A highly virulent new strain of self-replicating ransomware is shutting down computers all over the world, in part by appropriating a National Security Agency exploit that was publicly released last month by the mysterious group calling itself Shadow Brokers.
As Ars reported earlier, the malware known as wanna, wannacry, or wcry, is causing disruptions at banks, hospitals, telecommunications services and other mission-critical organizations in multiple countries, including the UK, Spain, Russia, Germany, and Turkey. The UK government's National Health Service and Spanish telecom Telefonica have both been hit extremely hard. The Spanish CERT has called it a "massive ransomware attack" that is encrypting all the files of entire networks and spreading laterally through organizations.
Another cause for concern: wcry copies a weapons-grade exploit codenamed Eternalblue that the NSA used for years to remotely commandeer computers running Microsoft Windows.

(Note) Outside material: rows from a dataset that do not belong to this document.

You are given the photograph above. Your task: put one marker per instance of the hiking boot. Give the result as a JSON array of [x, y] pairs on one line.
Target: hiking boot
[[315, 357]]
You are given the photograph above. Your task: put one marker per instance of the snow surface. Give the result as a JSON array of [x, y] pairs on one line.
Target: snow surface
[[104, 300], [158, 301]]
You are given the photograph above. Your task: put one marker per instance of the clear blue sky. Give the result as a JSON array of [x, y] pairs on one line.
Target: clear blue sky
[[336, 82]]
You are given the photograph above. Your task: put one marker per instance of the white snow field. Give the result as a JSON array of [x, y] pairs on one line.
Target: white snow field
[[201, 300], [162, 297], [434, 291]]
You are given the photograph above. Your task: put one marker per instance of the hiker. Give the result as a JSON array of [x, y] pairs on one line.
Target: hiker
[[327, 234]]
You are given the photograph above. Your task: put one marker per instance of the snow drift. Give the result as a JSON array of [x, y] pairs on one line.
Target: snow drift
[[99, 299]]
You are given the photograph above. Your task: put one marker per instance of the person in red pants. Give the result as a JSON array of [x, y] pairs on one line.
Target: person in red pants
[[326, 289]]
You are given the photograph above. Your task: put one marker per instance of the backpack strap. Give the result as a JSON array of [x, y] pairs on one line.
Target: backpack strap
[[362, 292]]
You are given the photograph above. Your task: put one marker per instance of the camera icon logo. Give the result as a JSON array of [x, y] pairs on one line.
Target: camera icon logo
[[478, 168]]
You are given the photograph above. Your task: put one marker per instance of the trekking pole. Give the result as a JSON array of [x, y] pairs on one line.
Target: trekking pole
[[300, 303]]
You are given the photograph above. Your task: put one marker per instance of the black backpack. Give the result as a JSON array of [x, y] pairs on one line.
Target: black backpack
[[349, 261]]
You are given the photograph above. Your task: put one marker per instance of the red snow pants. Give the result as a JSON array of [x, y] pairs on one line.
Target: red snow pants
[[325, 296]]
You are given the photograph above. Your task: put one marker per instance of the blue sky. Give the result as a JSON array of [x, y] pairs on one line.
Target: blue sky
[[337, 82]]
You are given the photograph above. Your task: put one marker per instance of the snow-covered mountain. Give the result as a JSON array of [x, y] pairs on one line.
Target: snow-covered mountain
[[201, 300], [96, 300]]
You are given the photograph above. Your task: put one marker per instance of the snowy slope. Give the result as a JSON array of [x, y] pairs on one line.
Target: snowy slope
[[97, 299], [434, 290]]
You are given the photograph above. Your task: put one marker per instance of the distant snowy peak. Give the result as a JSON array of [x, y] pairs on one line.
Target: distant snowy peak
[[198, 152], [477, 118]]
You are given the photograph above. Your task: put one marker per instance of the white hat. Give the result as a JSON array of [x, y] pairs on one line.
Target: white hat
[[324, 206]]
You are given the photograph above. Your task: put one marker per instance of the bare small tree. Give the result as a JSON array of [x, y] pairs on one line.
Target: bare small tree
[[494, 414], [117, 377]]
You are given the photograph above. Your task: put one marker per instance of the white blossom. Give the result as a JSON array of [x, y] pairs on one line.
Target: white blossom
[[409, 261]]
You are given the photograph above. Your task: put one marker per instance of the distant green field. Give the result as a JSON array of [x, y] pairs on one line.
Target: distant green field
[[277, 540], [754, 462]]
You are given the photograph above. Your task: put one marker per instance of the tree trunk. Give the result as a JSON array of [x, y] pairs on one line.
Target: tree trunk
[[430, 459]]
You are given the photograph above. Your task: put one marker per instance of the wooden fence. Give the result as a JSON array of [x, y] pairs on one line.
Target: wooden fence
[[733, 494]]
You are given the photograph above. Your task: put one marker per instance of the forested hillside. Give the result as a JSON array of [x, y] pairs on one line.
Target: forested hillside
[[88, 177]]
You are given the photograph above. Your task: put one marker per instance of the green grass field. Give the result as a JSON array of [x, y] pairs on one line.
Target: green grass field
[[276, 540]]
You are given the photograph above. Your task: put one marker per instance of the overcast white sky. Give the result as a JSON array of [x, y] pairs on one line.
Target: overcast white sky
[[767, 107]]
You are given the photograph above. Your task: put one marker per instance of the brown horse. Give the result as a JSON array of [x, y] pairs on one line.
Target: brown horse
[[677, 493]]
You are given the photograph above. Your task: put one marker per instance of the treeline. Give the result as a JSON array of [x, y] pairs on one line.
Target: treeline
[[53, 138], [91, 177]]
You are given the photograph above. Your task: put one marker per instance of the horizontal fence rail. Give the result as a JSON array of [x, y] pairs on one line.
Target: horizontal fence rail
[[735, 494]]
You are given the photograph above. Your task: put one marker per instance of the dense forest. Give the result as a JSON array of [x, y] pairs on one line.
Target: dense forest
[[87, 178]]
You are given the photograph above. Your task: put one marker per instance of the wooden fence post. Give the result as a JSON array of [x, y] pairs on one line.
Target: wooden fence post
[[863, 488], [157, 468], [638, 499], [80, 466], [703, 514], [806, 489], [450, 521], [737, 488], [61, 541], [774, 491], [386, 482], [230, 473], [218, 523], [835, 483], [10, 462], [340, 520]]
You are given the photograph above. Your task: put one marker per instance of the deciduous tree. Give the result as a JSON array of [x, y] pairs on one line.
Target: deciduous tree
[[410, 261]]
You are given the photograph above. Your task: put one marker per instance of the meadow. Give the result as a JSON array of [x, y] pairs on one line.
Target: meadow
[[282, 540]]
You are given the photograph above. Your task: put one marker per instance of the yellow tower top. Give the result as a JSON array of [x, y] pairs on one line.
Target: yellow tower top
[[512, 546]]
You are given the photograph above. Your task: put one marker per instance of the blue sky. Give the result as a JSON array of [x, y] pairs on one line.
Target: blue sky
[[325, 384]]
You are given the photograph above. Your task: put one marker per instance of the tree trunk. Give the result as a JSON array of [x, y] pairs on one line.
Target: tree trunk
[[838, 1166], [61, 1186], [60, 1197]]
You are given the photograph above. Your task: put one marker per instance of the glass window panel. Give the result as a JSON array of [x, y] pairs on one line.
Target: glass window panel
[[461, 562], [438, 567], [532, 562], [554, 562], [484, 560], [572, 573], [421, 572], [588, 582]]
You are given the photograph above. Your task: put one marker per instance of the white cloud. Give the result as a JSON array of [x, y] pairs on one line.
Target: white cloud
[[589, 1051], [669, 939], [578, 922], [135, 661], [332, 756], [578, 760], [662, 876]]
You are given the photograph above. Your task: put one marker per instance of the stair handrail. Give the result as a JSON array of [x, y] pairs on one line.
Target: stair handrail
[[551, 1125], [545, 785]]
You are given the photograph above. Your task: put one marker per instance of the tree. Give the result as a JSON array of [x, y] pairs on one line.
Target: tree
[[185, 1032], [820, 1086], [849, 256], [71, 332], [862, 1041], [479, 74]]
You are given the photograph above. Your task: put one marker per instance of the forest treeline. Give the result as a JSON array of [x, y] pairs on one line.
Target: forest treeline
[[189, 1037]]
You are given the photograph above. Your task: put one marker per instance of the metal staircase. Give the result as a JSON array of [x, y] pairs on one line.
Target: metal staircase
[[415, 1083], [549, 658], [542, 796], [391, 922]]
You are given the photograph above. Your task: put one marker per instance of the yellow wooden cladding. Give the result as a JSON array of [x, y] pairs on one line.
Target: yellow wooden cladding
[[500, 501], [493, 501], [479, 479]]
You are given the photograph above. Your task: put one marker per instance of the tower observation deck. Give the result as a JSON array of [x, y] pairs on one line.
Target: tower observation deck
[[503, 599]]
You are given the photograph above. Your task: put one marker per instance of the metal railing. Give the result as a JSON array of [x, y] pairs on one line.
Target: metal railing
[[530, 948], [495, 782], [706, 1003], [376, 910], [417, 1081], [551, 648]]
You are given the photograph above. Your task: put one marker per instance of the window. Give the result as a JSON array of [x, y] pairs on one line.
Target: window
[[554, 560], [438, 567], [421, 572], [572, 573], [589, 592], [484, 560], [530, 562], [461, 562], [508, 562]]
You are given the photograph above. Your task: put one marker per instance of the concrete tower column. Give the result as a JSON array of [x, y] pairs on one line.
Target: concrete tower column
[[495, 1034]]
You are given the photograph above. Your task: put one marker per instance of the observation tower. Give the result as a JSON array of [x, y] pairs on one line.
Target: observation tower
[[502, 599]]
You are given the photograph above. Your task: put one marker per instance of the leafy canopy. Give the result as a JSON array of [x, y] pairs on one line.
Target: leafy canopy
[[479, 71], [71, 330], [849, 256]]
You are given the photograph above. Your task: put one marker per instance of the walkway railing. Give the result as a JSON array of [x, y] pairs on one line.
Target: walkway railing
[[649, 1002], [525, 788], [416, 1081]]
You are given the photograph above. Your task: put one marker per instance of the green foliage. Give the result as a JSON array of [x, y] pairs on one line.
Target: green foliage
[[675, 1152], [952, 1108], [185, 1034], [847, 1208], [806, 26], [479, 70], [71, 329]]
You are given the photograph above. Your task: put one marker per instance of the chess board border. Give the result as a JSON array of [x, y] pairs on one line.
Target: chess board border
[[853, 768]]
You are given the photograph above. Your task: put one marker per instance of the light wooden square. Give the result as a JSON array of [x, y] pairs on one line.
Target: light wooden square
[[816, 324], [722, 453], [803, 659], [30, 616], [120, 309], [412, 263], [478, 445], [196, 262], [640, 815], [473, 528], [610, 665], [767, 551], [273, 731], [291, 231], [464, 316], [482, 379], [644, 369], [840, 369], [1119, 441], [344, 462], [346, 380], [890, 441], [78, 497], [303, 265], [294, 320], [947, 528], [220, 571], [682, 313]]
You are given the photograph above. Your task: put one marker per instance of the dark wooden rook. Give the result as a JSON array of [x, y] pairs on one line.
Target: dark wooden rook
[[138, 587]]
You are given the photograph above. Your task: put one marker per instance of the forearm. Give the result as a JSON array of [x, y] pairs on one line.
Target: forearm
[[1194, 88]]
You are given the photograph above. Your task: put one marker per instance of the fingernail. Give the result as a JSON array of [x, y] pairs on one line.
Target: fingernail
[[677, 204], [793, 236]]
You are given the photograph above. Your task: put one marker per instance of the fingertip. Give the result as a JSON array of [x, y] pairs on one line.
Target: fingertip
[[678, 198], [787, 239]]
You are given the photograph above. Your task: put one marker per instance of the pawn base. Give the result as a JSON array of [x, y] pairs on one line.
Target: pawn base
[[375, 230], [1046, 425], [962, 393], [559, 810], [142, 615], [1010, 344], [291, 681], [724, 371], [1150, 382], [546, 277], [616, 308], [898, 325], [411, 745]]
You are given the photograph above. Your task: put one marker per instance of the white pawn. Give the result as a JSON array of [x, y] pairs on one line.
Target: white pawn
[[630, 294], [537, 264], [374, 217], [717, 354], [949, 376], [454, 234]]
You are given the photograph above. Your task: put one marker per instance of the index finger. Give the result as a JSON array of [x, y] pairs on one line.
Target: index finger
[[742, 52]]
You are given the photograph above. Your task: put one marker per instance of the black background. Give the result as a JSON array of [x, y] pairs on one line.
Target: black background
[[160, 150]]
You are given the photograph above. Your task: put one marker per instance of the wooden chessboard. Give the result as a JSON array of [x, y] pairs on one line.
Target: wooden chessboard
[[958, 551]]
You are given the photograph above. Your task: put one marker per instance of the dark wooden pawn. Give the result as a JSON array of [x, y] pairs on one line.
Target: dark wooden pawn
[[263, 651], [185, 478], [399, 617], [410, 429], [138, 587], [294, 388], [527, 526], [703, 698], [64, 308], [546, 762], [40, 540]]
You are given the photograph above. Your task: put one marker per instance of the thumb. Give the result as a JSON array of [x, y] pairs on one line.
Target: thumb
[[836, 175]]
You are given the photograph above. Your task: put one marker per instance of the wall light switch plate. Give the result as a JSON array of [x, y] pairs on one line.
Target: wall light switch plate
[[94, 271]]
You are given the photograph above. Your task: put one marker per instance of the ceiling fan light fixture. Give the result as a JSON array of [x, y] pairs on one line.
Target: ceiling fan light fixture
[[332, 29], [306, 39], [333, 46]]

Eternalblue, which works reliably against computers running Microsoft Windows XP through Windows Server 2012, was one of several potent exploits published in the most recent Shadow Brokers release in mid-April. The Wcry developers have combined the Eternalblue exploit with a self-replicating payload that allows the ransomware to spread virally from vulnerable machine to vulnerable machine, without requiring operators to open e-mails, click on links, or take any other sort of action.
So-called worms, which spread quickly amid a chain of attacks, are among the most virulent forms of malware. Researchers are still investigating how Wcry takes hold. The awesome power of worms came into sharp focus in 2001 when Code Red managed to infect more than 359,000 Windows computers around the world in 14 hours.